I would love to hear more about whether an online degree actually has added anything to your income potential. I don’t doubt that you (and others in an online degree program) actually learned something, but did it make any difference when applying for a job, etc.?

Anonymous says:

I’m thinking about perusing a master degree sometime in the near future, just because I love to learn and want to be challenged more. The added benefits of having a higher education stop there for me.

Anonymous says:

I am considering getting a graduate degree some day for two reasons. 1) I enjoyed classes in college (for the most part.) 2) My wife has a master’s degree, and a marriage should be between equals, right? That said, there is no financial justification for such a degree in my field. So I might not get around to it until I am retired or nearly so.

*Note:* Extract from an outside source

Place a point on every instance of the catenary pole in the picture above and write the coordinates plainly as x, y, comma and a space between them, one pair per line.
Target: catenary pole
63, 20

A friend quit a mediocre job (working at a collection agency with her bachelor’s degree in economics or something like that) to pursue her MBA. She finished the MBA a couple years ago, but hasn’t been able to find a job since then.

Anonymous says:

I received my master’s in financial planning in December of 2008. Well, today I am not in that field. You could call it bad timing (market decline) or limiting myself to one area, but I just couldn’t find a job in the area.

In my current job working for the Department of the Treasury, the master’s degree qualified me for higher pay which was nice, but I don’t think it officially “paid” for my degree. Maybe it will pay for itself in the future but as of now, no.

Anonymous says:

As a person that works in higher education, I see a lot of value in extending your education beyond the undergraduate level. However, I think the value factor is not necessarily representative in your salary or career ambitions. I think the value is found in making you a better, well-rounded, educated person that successfully contributes to whatever project or opportunity crosses your path.

All that being said, I am still contemplating my own MBA but for now I would much rather spend my free time on personal projects and with the family. Sooner or later, my MBA aspirations will win out though.

Anonymous says:

Probably not worthless but worth less (than people expect).